If one thing’s as certain as death and taxes, it’s that leather will always be cool. Whether it’s a perfectly broken-in motorcycle jacket or a pair of soft tan midcentury chairs, a touch of leather is a fail-safe way to elevate your style. While the material isn’t new to the design world—it’s been integrated into interiors for thousands of years—its popularity hasn’t waned, especially in recent decades. (The 1960s, ’70s, and ’80s proved popular for leather—particularly in sofas and chairs.) Today, designers’ enthusiasm for the hide hasn’t waned and, in fact, their means of experimenting withits limits has only increased.

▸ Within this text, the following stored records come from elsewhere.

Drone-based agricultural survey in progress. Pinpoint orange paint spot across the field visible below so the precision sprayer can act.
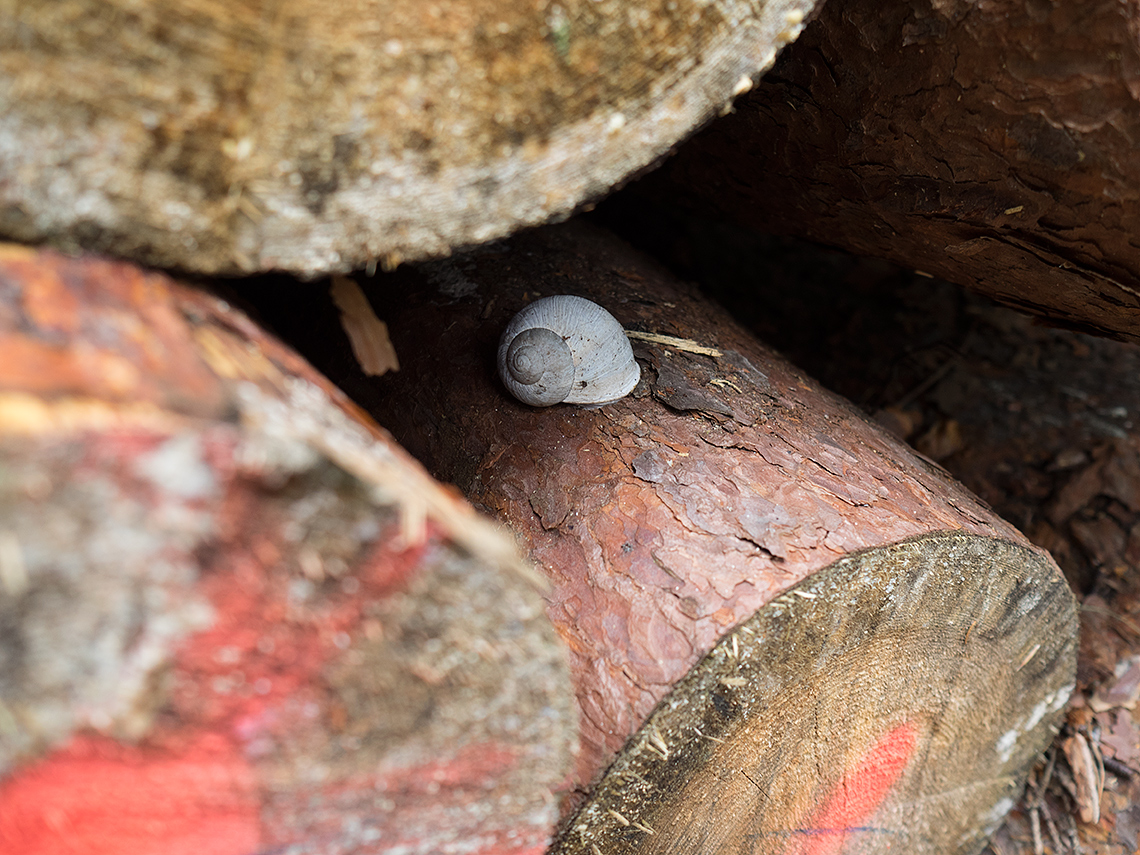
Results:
[0,736,261,855]
[799,724,918,855]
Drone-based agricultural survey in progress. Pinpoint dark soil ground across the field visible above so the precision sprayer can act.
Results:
[594,190,1140,855]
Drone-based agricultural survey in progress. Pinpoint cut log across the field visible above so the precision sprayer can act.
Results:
[0,0,814,275]
[654,0,1140,341]
[0,246,577,855]
[249,225,1076,855]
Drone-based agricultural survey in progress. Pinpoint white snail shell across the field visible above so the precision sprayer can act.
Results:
[498,294,641,407]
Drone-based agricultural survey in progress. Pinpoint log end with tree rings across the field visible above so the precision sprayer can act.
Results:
[0,0,815,276]
[245,223,1076,855]
[551,532,1076,855]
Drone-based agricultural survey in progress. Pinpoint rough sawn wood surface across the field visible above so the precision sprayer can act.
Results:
[258,223,1075,852]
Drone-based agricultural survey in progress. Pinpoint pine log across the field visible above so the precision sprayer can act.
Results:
[0,246,576,855]
[261,223,1076,855]
[0,0,814,275]
[653,0,1140,341]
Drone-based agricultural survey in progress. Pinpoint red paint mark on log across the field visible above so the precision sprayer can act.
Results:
[0,736,260,855]
[799,724,918,855]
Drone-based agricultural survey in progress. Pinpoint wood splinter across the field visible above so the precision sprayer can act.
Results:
[254,225,1076,855]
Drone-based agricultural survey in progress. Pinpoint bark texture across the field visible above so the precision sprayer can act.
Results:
[0,246,576,855]
[258,218,1076,853]
[0,0,814,275]
[654,0,1140,341]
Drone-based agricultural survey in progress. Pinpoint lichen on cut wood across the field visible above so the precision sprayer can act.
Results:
[551,532,1076,855]
[0,0,814,275]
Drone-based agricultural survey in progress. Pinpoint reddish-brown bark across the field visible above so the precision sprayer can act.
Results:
[0,246,576,855]
[654,0,1140,341]
[266,218,1075,853]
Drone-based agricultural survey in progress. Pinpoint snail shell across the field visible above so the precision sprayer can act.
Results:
[498,294,641,407]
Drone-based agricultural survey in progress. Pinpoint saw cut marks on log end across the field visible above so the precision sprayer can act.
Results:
[552,532,1076,855]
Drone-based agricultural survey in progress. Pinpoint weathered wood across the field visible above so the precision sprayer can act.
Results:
[261,225,1076,855]
[0,246,576,855]
[651,0,1140,341]
[0,0,814,274]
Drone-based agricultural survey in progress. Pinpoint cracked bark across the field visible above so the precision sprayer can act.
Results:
[0,245,577,855]
[646,0,1140,341]
[254,223,1076,855]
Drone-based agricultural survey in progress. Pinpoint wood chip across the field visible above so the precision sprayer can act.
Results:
[626,329,724,357]
[328,275,400,377]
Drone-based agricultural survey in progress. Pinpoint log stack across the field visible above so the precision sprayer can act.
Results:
[0,0,1140,855]
[256,226,1076,854]
[0,245,577,855]
[652,0,1140,341]
[0,0,814,276]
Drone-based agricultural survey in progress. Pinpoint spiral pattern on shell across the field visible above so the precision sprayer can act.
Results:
[498,294,641,407]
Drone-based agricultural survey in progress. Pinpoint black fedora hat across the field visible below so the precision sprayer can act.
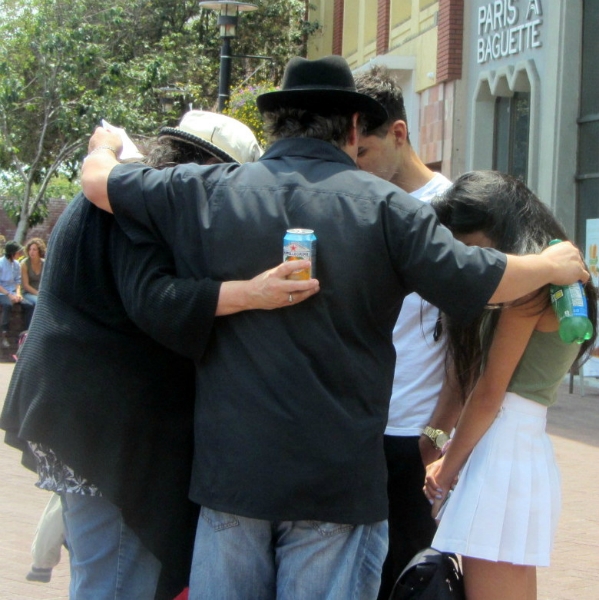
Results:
[256,56,389,127]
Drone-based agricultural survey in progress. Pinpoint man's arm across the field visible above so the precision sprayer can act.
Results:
[81,127,123,212]
[489,242,590,304]
[418,366,463,467]
[111,230,319,360]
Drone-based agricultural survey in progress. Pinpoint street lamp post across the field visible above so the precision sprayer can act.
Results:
[200,0,258,112]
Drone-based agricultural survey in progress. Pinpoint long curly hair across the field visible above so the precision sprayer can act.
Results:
[432,171,597,398]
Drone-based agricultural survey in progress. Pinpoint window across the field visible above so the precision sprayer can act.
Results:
[493,92,530,183]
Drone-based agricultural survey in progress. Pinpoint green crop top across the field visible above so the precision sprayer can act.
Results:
[507,330,580,406]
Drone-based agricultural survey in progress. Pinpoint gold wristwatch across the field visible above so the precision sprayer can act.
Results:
[422,426,449,450]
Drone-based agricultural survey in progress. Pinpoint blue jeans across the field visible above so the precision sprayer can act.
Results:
[189,506,387,600]
[60,492,160,600]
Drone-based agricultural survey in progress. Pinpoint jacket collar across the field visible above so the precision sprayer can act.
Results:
[260,138,357,169]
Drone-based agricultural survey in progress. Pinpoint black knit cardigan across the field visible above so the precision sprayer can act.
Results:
[0,195,219,598]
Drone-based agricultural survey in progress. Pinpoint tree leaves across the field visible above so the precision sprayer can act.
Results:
[0,0,316,241]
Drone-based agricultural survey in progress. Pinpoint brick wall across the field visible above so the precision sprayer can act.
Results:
[437,0,464,83]
[0,199,67,247]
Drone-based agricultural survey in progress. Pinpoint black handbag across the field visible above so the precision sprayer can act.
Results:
[389,548,466,600]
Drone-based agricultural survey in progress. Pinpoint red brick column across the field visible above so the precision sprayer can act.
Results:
[376,0,391,56]
[436,0,464,83]
[333,0,345,56]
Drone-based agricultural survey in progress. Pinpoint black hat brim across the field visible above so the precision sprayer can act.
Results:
[256,87,389,127]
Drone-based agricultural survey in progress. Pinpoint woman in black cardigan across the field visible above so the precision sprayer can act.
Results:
[0,111,318,600]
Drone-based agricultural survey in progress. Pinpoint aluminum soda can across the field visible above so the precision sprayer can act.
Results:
[283,229,316,280]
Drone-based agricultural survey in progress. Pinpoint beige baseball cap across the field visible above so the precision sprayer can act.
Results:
[158,110,262,163]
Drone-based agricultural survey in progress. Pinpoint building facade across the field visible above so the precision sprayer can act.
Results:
[309,0,599,255]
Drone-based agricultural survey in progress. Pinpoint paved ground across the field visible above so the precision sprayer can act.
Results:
[0,363,599,600]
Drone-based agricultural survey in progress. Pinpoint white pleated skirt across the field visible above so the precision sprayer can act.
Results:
[432,392,561,567]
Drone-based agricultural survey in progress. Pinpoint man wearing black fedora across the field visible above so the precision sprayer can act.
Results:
[0,110,317,600]
[82,56,588,600]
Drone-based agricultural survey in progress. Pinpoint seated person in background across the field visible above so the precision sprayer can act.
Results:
[21,238,46,329]
[0,241,33,348]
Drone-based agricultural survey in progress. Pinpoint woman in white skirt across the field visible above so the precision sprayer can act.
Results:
[424,171,597,600]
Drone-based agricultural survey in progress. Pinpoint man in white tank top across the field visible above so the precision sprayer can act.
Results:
[355,67,461,600]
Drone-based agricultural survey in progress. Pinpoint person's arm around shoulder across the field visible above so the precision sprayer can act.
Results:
[489,242,590,304]
[81,127,123,212]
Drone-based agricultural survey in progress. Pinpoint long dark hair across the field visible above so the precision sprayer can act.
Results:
[432,171,597,398]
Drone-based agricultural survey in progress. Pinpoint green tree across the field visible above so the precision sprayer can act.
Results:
[0,0,316,241]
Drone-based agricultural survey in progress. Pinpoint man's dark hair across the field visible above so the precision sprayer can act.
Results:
[262,108,363,148]
[354,65,410,142]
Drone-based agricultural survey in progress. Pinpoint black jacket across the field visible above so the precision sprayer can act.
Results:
[0,195,219,598]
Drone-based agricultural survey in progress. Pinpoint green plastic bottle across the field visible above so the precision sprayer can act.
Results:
[549,240,593,344]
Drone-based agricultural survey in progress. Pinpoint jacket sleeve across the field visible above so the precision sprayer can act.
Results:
[110,224,220,361]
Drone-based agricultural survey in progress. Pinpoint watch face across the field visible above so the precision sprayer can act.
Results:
[435,431,449,450]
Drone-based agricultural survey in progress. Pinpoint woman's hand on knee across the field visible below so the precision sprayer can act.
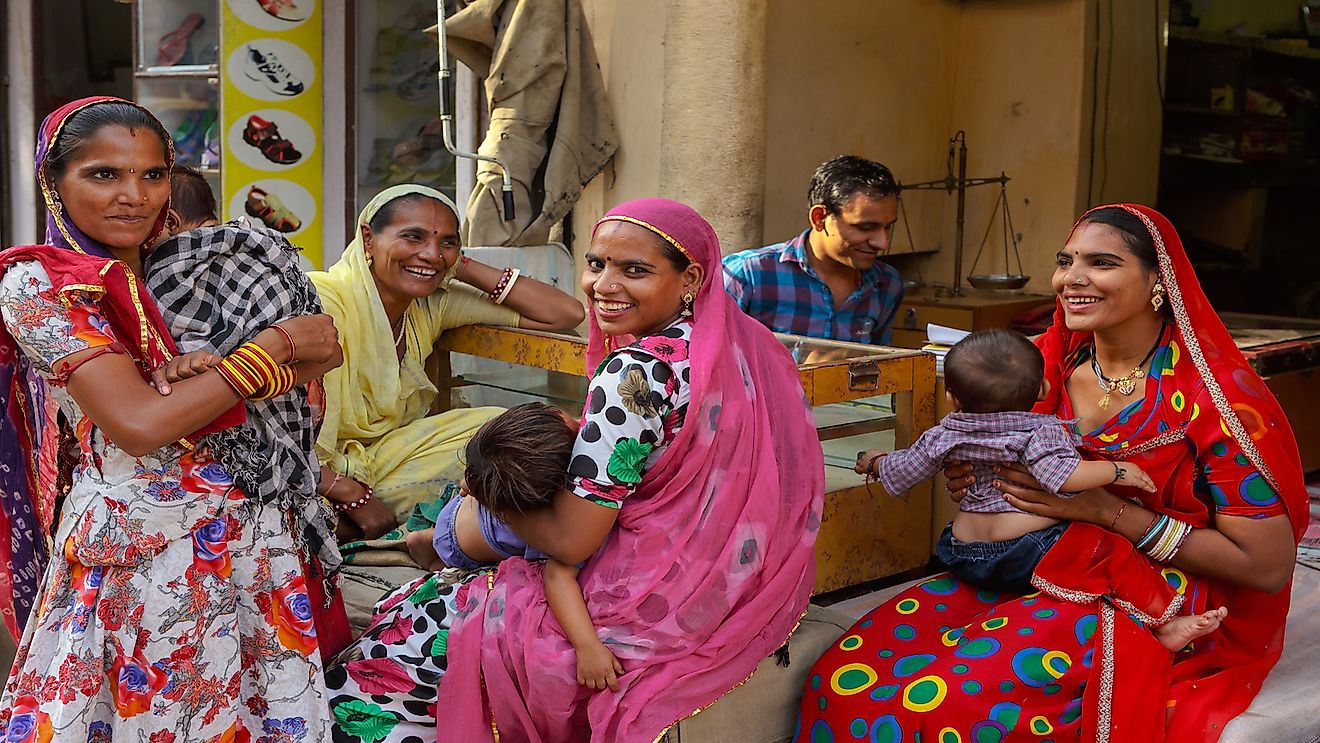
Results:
[342,498,399,540]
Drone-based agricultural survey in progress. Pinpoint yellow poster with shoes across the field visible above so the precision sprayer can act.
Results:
[220,0,323,268]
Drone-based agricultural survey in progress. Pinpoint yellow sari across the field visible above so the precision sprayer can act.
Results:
[312,185,519,519]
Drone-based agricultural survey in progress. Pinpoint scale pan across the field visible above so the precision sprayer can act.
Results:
[968,273,1031,290]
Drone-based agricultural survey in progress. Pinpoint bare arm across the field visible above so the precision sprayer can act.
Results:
[506,490,619,565]
[454,495,504,562]
[1059,459,1155,492]
[544,560,601,648]
[995,466,1296,593]
[63,348,239,457]
[454,260,586,330]
[68,315,342,457]
[541,560,623,692]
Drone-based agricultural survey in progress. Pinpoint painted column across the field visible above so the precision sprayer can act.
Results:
[657,0,767,253]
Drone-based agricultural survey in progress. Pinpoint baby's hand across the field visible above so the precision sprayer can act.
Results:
[404,529,445,573]
[577,643,623,692]
[853,449,888,476]
[1114,462,1155,492]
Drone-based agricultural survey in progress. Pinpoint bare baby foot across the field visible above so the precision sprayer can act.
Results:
[1155,606,1229,651]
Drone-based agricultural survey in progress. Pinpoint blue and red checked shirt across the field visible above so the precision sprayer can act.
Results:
[725,230,903,346]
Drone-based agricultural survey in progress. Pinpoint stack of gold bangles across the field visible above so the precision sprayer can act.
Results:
[1137,513,1192,562]
[215,342,298,400]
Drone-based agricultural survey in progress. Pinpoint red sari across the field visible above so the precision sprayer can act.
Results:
[799,206,1307,743]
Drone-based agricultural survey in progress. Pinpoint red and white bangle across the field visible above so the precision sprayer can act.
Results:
[334,480,375,513]
[490,268,523,305]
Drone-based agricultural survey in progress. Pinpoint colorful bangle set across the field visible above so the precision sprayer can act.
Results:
[1137,513,1192,562]
[490,268,523,305]
[330,480,376,513]
[215,342,298,400]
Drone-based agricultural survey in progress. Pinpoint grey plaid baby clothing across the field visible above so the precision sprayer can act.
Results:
[879,410,1081,513]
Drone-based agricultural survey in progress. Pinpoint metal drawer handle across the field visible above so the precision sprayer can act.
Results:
[847,360,880,392]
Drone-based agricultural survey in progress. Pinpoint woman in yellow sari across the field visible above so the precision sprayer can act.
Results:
[312,185,585,538]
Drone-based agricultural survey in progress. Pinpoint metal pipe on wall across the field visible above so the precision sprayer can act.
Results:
[436,0,513,222]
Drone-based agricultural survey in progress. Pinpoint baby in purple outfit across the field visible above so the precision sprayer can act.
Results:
[408,403,577,571]
[857,330,1155,594]
[408,403,623,692]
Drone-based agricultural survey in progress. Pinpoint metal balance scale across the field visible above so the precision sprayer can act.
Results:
[899,129,1031,297]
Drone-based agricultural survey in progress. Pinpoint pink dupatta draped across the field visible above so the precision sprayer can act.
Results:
[437,199,825,743]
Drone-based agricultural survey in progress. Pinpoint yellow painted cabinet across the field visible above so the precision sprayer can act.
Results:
[433,326,935,593]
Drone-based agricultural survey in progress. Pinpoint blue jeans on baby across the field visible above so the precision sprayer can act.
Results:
[935,523,1068,594]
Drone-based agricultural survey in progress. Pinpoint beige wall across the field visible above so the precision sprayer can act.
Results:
[574,0,1167,292]
[765,0,962,259]
[573,0,766,255]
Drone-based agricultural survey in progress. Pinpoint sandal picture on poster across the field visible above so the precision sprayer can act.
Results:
[226,108,317,172]
[230,178,317,236]
[227,0,317,30]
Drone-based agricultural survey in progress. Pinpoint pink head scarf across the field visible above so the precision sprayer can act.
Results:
[440,199,825,742]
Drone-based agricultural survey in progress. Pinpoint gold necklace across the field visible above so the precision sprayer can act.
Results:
[1090,325,1164,410]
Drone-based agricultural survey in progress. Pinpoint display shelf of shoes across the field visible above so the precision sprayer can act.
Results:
[429,326,935,593]
[133,0,220,178]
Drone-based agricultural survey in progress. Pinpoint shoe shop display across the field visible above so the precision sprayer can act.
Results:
[395,59,440,100]
[170,106,219,165]
[243,44,304,96]
[243,113,302,165]
[202,119,220,169]
[253,0,309,24]
[156,13,206,67]
[243,186,302,232]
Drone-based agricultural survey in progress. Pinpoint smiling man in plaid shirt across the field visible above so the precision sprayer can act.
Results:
[725,154,903,344]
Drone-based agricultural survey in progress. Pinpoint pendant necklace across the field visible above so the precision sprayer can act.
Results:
[395,313,408,350]
[1090,325,1164,410]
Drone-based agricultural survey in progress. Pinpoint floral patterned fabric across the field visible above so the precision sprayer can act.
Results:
[0,261,326,743]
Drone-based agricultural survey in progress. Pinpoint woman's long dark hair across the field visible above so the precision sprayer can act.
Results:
[46,102,170,182]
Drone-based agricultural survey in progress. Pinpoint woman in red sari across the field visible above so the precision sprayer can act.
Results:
[799,205,1307,743]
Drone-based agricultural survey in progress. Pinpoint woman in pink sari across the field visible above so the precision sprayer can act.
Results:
[330,199,824,743]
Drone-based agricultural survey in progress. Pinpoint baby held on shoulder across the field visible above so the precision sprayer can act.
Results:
[858,330,1155,542]
[408,403,623,692]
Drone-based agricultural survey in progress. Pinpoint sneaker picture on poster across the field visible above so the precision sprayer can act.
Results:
[226,0,317,30]
[226,38,315,100]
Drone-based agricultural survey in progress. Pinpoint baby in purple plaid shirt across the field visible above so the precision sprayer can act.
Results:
[857,330,1155,594]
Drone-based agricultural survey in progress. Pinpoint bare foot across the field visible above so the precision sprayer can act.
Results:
[1155,606,1229,651]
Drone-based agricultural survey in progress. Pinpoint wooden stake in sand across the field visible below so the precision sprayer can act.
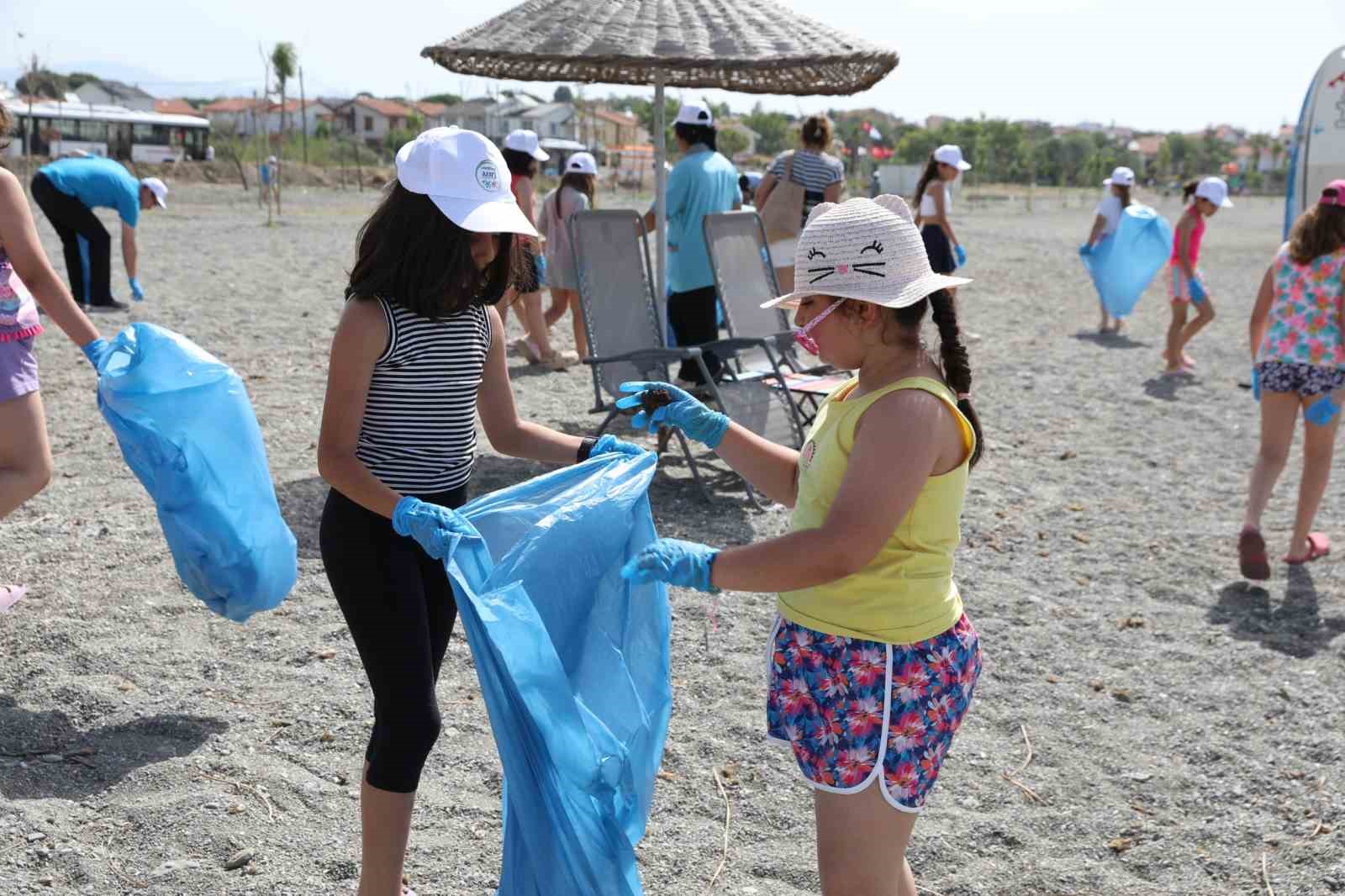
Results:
[704,766,731,893]
[1000,723,1047,804]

Take Elliott Barnes’s Endless Summer II Bench, which employs Synderme, a mixed-composition product that uses recycled-leather cutoffs as a main component, or Francesco Balzano’s Murano Gueridon table, which flawlessly finishes an entire table with the natural skin. Bringing some lightness to the genre are English designer Faye Toogood, who had fun playing with color and shape in her Squash mirror for Poltrona Frau, and Fabiana Machado, with her Continuous chair—a seat that brings to mind the outline of a puzzle piece or hand-drawn maze. On the darker side, quite literally, is Gio Pagani’s Voyage d’Une Nuit bed: a high-impact sleeper fully covered in glossy-black leather.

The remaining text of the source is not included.